No último dia 5, a Justiça decidiu bloquear contas na Suíça atribuídas a Robson Marinho, conselheiro do Tribunal de Contas do Estado, e a Jorge Fagali Neto, irmão do presidente do Metrô. Ambos negam ter tido negócios com a Alstom.
Dólares e motoboys
Pinto Junior confirmou em depoimento ao promotor Silvio Marques e do procurador Rodrigo de Grandis a suspeita de que os contratos de consultoria da Alstom com brasileiros eram um disfarce para pagamento de propina porque o serviço contratado não era prestado: “O declarante afirma que não prestou os referidos serviços relacionados nos recibos (invoices) emitidos pela MCA Uruguay”.
O dinheiro vinha para o Brasil por meio de doleiros indicados pelo diretor financeiro da Alstom, ainda de acordo com o empresário brasileiro.
Pinto Junior diz que não sabe qual seria o destino final do dinheiro: “O declarante recebeu os valores mencionados no Brasil, na sua casa, mas não ficou para si com qualquer quantia, pois teve de indicar as quantias para pessoas indicadas para Jaffré. O declarante recorda-se que entregava os valores em restaurantes a motoboys indicados por doleiros”.
As contas da MCA em Zurique, na Suíça, e em Luxemburgo eram controladas por Jaffré e por Pinto Junior, de acordo com o empresário brasileiro.
Pinto Junior diz que foi contratado pelo diretor financeiro da Alstom para ajudar a implementar um contrato com a Eletropaulo que estava parado. Chamado de projeto Gisel (Grupo Industrial para o Sistema Eletropaulo), o contrato de cerca de R$ 110 milhões foi executado a partir de 1998.
A MCA receberia 7,5% do valor dos contratos que a Alstom assinasse com a Eletropaulo, segundo Pinto Junior. Manuscrito em francês apreendido diz que a empresa estava disposta a pagar “comissão” a políticos para fechar negócio com a Eletropaulo e cita as iniciais R.M. -que a Promotoria acredita ser de Robson Marinho.
O diretor da Alstom que contratou Pinto Junior era prestigiado na empresa. Quando ele morreu de câncer, em 2007, o atual presidente, Patrice Kron, ressaltou “o papel essencial que teve na recuperação” da companhia entre 2003 e 2004, quando a Alstom quase quebrou. Para Kron, o executivo “apresentou visão, competências e disponibilidade que (…) permitiram salvar a empresa”.
Outro lado: empresa afirma que acusação ofende executivo
A Alstom no Brasil afirma por meio de nota enviada à Folha que “as sérias acusações contra Philippe Jaffré são chocantes e ofendem a integridade e honestidade de um homem que ocupou altas posições não somente em órgãos públicos na França, mas também em indústrias e bancos mundialmente respeitados”.
Jaffré trabalhou em bancos como o Stern e na petroleira Elf Aquitaine.

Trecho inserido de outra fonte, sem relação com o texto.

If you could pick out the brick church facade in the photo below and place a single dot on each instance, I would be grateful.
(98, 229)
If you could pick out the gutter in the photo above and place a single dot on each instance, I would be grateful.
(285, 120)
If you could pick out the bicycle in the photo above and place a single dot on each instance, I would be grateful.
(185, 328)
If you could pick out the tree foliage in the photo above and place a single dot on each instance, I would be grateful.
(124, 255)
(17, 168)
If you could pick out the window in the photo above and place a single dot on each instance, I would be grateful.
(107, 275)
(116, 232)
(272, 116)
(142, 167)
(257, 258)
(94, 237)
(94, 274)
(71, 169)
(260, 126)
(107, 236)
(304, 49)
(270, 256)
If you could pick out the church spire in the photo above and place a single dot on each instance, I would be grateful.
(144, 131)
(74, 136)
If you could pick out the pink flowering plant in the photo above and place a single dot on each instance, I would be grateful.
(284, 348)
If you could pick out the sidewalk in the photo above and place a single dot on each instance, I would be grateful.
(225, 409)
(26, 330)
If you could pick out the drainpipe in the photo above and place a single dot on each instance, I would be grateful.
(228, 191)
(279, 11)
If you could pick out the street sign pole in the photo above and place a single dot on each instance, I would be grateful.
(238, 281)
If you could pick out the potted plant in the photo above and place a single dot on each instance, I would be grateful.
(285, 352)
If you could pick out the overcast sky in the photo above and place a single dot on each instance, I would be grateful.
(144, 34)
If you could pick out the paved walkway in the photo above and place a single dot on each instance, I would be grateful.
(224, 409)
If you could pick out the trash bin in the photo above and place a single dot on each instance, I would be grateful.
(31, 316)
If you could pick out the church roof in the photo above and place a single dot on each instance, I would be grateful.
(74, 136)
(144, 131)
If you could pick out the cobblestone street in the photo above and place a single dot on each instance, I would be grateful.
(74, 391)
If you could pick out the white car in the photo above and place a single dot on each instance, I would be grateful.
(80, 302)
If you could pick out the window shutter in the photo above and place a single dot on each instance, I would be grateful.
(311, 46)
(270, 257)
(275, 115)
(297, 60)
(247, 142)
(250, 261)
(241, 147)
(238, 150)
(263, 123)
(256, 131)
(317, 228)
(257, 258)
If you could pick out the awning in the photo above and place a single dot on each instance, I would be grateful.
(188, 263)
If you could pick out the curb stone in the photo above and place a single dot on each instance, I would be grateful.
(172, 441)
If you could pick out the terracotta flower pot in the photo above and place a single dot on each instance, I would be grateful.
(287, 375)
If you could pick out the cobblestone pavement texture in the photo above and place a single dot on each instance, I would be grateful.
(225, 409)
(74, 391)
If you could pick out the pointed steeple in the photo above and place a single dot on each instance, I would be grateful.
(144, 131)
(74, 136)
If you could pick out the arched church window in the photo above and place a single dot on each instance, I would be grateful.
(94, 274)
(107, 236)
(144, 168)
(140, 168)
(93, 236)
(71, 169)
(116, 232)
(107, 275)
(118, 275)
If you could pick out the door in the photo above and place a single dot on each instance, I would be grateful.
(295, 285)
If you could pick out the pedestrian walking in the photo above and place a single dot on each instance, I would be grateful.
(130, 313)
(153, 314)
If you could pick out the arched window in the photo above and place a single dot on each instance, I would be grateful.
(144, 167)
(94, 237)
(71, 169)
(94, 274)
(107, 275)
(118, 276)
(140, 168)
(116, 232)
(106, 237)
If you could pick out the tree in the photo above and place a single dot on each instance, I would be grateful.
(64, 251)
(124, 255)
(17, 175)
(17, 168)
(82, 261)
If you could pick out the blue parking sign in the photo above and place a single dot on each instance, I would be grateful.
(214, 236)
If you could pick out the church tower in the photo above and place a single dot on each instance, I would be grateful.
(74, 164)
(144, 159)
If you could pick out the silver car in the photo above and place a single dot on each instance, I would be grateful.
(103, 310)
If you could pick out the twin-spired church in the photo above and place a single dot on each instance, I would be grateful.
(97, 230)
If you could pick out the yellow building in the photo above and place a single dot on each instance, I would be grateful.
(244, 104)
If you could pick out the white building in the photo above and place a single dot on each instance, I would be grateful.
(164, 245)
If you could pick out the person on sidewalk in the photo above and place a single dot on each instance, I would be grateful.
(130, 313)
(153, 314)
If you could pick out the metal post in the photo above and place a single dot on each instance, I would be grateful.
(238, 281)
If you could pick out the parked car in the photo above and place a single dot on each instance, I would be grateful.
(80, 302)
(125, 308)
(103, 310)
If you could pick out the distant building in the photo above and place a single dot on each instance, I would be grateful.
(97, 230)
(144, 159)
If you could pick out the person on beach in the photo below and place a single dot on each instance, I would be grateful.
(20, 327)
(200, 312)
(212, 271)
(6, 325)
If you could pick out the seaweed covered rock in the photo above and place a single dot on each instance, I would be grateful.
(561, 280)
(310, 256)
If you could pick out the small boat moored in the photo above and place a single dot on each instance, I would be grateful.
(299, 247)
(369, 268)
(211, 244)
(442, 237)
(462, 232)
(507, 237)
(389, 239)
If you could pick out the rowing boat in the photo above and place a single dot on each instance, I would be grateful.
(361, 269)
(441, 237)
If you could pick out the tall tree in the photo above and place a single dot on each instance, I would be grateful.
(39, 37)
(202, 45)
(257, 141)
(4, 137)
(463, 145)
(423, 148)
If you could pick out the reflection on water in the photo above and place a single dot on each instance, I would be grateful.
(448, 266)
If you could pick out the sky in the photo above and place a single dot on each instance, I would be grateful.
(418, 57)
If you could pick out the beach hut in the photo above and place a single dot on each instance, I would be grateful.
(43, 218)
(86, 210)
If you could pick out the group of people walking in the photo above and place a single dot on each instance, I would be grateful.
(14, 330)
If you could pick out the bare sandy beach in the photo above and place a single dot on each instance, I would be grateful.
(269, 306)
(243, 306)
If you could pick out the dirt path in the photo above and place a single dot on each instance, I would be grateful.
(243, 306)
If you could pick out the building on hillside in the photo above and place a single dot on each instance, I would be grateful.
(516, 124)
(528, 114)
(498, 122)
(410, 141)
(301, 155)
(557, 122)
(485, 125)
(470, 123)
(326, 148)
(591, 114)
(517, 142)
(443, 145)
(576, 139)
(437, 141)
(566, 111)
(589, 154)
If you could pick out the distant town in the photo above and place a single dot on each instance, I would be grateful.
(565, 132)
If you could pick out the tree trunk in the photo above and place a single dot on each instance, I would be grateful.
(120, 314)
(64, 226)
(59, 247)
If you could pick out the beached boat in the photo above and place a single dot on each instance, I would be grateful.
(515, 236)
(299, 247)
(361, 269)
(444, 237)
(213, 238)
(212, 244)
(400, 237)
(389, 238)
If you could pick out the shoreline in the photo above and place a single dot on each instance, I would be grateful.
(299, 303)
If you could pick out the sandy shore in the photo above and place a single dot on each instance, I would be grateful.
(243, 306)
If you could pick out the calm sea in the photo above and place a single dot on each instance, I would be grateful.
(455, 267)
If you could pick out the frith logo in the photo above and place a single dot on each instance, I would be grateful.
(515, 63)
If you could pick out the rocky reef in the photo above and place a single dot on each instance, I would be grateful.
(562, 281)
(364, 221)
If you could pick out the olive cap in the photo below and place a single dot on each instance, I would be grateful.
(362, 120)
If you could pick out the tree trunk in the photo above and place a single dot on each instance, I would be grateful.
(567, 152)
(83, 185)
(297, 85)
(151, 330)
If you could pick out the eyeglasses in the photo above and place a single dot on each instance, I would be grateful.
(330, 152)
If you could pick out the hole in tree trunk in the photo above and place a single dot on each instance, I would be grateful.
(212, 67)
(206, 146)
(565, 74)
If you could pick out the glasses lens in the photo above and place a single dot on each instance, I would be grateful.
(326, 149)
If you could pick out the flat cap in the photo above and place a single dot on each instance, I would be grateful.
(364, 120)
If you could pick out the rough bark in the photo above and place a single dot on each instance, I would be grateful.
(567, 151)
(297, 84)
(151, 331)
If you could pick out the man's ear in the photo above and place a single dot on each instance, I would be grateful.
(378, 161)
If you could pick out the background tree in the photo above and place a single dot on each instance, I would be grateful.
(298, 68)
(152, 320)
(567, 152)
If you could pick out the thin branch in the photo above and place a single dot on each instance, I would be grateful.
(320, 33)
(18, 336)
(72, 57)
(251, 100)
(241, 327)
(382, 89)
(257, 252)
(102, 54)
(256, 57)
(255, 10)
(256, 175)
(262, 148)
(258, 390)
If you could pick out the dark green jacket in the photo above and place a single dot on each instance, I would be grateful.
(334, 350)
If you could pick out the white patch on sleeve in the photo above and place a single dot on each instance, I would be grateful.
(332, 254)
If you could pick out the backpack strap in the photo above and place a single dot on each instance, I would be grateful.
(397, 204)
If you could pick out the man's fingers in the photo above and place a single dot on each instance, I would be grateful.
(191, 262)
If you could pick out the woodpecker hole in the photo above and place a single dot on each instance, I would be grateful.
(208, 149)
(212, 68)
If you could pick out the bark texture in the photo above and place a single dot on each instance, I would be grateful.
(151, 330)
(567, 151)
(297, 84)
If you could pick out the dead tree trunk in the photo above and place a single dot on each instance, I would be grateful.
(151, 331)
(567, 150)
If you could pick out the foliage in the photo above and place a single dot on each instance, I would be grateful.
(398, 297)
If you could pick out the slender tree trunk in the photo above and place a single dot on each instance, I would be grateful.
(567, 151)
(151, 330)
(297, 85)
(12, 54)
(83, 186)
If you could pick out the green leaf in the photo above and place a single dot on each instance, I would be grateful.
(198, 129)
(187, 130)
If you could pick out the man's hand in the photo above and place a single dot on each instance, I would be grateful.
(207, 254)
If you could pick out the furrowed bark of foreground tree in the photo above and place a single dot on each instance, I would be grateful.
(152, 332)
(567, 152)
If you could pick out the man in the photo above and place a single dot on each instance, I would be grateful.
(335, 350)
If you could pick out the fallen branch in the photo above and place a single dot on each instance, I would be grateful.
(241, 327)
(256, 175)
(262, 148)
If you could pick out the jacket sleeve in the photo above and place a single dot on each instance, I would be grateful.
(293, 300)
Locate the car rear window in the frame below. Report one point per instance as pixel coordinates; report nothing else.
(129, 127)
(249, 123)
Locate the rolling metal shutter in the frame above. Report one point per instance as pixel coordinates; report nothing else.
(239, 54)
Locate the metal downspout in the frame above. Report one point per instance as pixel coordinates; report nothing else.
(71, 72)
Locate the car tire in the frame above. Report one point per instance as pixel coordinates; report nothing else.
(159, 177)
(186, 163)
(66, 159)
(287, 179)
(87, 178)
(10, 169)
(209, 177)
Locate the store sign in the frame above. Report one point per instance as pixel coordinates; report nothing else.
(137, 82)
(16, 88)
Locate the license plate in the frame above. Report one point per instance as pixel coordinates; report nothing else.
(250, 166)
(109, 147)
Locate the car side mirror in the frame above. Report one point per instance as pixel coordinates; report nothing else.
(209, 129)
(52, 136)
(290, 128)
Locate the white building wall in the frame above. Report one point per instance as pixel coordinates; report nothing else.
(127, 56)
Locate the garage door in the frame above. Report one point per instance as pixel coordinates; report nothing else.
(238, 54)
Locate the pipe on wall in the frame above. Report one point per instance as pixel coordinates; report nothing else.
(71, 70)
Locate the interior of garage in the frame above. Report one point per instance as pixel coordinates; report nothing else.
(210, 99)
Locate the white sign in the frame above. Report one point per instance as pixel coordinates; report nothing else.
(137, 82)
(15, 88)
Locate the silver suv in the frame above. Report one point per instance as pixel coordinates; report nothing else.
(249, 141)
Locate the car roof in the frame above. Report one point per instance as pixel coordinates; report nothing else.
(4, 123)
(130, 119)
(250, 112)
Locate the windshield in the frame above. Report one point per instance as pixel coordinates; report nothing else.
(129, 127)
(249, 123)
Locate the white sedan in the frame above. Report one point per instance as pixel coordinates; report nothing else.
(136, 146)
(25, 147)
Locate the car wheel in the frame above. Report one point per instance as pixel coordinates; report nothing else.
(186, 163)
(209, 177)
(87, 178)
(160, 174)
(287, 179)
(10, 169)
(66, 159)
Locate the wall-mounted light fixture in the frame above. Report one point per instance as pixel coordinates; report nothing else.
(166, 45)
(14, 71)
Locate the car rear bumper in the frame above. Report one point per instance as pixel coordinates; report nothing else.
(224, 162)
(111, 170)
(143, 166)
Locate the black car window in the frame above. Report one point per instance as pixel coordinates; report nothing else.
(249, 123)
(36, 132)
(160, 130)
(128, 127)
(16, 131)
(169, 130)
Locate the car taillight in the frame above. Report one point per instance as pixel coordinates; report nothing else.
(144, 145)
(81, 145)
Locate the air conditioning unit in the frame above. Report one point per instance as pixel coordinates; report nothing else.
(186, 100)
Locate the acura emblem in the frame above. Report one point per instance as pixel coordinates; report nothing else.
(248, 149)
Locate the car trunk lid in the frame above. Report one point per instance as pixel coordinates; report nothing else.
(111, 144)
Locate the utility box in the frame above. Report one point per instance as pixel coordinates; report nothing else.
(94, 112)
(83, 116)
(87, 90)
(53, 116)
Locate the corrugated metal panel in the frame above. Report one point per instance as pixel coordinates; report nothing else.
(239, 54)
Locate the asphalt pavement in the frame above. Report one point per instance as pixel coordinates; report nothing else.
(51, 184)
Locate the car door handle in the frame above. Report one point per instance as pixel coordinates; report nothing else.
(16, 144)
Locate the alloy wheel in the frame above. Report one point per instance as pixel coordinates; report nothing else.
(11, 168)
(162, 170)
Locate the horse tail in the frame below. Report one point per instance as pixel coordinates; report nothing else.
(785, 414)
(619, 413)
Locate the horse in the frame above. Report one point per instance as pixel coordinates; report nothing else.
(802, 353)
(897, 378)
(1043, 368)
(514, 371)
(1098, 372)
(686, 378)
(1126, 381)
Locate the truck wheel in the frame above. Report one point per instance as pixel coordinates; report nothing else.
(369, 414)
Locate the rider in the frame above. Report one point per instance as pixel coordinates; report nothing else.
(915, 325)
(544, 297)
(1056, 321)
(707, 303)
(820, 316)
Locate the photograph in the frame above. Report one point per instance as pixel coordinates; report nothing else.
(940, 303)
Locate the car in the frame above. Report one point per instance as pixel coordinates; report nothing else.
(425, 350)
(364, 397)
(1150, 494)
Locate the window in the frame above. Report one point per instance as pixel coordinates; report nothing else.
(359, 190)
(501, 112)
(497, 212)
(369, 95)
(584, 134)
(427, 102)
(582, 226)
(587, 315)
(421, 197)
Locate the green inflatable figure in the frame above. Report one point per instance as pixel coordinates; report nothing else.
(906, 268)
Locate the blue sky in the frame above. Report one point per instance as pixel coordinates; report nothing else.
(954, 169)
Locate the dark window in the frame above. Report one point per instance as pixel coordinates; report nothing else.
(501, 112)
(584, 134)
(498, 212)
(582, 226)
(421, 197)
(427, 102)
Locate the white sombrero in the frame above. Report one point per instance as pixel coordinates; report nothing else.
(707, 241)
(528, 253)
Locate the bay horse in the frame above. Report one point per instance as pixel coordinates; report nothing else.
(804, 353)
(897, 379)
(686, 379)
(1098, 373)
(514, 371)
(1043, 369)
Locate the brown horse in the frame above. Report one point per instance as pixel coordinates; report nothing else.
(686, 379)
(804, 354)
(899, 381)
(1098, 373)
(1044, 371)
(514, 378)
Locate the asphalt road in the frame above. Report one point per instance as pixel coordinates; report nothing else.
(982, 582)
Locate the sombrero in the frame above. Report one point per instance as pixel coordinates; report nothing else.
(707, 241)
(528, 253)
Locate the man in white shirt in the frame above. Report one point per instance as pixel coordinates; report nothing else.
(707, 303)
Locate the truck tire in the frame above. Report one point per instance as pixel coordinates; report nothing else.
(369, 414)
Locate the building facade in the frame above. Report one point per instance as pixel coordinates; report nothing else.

No governo de Édouard Balladur (1984-1985), teve atuação no Tesouro francês e cuidou do processo de privatização.
A multinacional francesa diz que não pretende comentar as investigações sobre eventual pagamento de propina a políticos porque elas tramitam sob sigilo. Afirma que “estamos cooperando com as autoridades tanto na Suíça como no Brasil”.
A Alstom diz seguir “um código de ética muito rígido, definido e implementado por meio de sérios procedimentos, de maneira a respeitar todas as leis e regulamentações mundialmente”.